Other immunosuppressants. Your doctor might prescribe other medications based on your signs and symptoms. For example, if they're similar to those of lupus, your doctor might recommend medications typically prescribed for people with lupus.
Pulmonary hypertension medications. Bosentan (Tracleer) or sildenafil (Revatio, Viagra) might be prescribed.
Lifestyle and home remedies
Other ways to control symptoms of mixed connective tissue disease include:
Nonsteroidal anti-inflammatory drugs. These medications, such as ibuprofen (Advil, Motrin IB, others) or naproxen sodium (Aleve), might help relieve the pain and inflammation if your condition is mild.
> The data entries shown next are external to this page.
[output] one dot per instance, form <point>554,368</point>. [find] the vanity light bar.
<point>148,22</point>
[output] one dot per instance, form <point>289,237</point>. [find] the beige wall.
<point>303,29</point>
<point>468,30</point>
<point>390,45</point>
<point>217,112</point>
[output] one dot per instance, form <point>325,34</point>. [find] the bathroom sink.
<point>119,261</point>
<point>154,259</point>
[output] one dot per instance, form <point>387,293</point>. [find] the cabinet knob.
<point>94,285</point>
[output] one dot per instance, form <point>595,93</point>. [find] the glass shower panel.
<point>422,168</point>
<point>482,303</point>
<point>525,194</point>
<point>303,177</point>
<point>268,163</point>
Protecting hands from cold. Wearing gloves and taking other measures to keep your hands warm can help prevent Raynaud's phenomenon.
Not smoking. Smoking causes blood vessels to narrow, which can worsen the effects of Raynaud's phenomenon.
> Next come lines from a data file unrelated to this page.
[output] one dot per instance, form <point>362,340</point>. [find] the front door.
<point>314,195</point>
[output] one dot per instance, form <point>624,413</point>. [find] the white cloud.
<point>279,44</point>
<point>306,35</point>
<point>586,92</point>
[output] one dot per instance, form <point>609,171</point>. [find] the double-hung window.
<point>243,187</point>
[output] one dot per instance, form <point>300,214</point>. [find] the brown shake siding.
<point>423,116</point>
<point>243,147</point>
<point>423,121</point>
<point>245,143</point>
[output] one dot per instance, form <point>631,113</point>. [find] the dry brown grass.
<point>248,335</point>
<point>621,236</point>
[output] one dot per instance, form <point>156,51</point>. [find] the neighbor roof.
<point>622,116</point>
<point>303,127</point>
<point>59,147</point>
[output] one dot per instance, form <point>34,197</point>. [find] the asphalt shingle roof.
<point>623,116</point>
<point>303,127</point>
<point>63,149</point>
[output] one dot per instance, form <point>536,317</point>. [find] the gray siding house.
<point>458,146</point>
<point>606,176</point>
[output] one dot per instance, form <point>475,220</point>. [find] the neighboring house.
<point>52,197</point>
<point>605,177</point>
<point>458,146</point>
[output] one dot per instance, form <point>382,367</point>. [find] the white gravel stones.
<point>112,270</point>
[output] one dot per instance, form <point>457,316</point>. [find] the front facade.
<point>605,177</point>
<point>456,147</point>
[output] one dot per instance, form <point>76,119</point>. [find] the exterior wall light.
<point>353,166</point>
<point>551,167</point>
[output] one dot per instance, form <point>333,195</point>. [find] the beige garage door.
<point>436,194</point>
Reducing stress. Raynaud's phenomenon is often triggered by stress. Relaxation techniques — such as slowing and focusing on your breathing — can help reduce your stress levels.
Preparing for an appointment
You might be referred to a doctor who specializes in joint diseases (rheumatologist).
What you can do
Have a friend or relative accompany you to your appointment to help you retain the information you get.
Make a list of:
Your symptoms, including any that may seem unrelated to the reason why you scheduled the appointment, and when they began
Key medical information, including other conditions you have and whether anyone in your family has had similar problems
All the medications, vitamins or other supplements you take, including doses
Questions to ask your doctor
Some basic questions you might want answered include:
What's the most likely cause of my symptoms?
What tests do I need?
What treatments are available?
I have other health conditions. How can I best manage them together?
Don't hesitate to ask other questions.
What to expect from your doctor
Your doctor is likely to ask you questions, such as:
Have your symptoms been continuous or occasional?
How severe are your symptoms?
What, if anything, seems to improve or worsen your symptoms?